Lakens, D. & Evers, E. (2014). Sailing from the seas of chaos into the corridor of stability: Practical recommendations to increase the informational value of studies. Perspectives on Psychological Science, 9, 278-292. DOI: 10.1177/1745691614528520.
Lew, M. J. (2013). To P or not to P: on the evidential nature of P-values and their place in scientific inference. arXiv:1311.0081.
Trafimow D. (2014). Editorial. Basic and Applied Social Psychology, 36, 1–2.
Trafimow D., Marks, M. (2015). Editorial. Basic and Applied Social Psychology, 37, 1–2.
Trafimow, D., & Rice, S. (2009). A test of the null hypothesis significance testing procedure correlation argument. The Journal of General Psychology, 136, 261-270.
Zellner, A. (1971). An introduction to Bayesian inference in econometrics. New York: John Wiley.


28 comments:

  1. There is a Swedish saying that roughly translates "There is no need to cross the river to fetch some water", meaning that one should take the most straight forward course, and not complicate things. To use p-values as a measure of evidence just feels like "crossing the river" to me, why not go directly for posterior probability? That said, I agree that it is silly to ban them! 3d pie charts are worse than useless, but we don't ban those. :)

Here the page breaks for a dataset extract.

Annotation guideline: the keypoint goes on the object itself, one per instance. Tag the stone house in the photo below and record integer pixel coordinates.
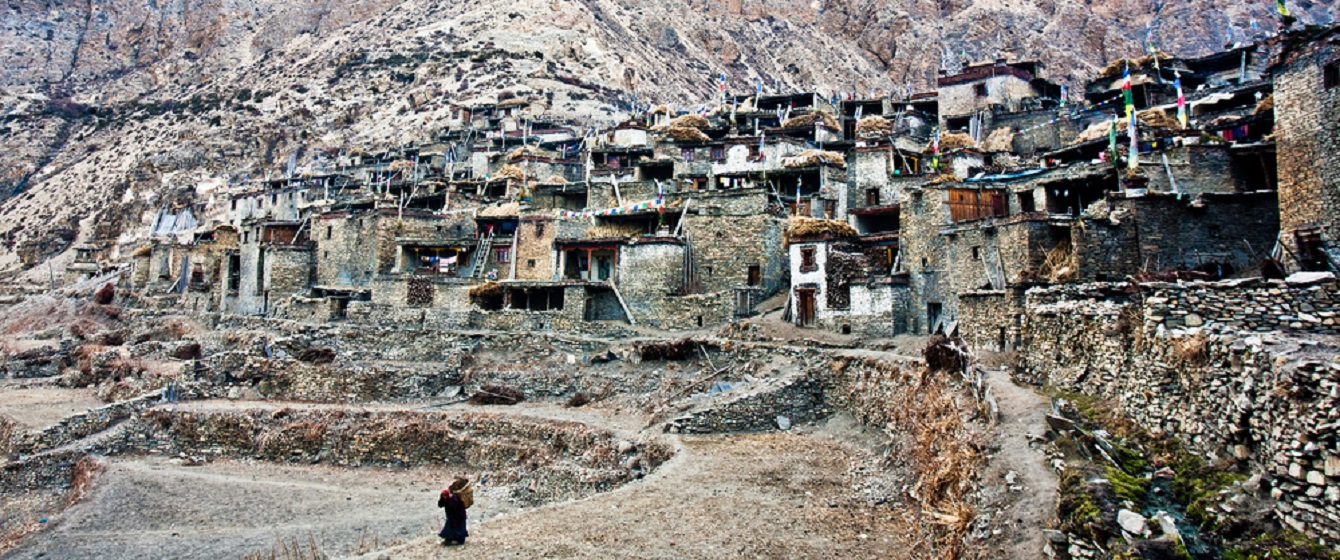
(1307, 98)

    "in exploratory research where priors are uncertain and the power of the test is unknown". Well, priors are a way to represent uncertainty, and sure, you can be uncertain about uncertainty, but better to be explicit about it than using the prior implicit in the p-value procedure, is what I'm thinking. Also, when doing Bayesian data analysis, the power is not that important. Of course it is important to base your conclusions on good data, but once you have collected the data, what power you had is not so important as the actual data at hand.

    ReplyDelete
    Replies
    1. Hi Rasmus, I say the same thing at the end - "If you really want to make statements about the probability the null-hypothesis is true, given the data, p-values are not the tool of choice (Bayesian statistics is)." Indeed, my main point is the logic used to defend the p-value ban, which is weak. And yes, power is a concept useful when designing studies, not after the data has been collected (although meta-analytic power can have its use).

      Delete
    2. Then we are all in happy agreement! :)

      Delete
  2. Funny, i published a post on p-values today. However, the best mathematics can not save the p-values from being used incorrectly. I have seen several papers applying wrong methodology and then presenting p-values in order to report statistically significant results. One can do so many things.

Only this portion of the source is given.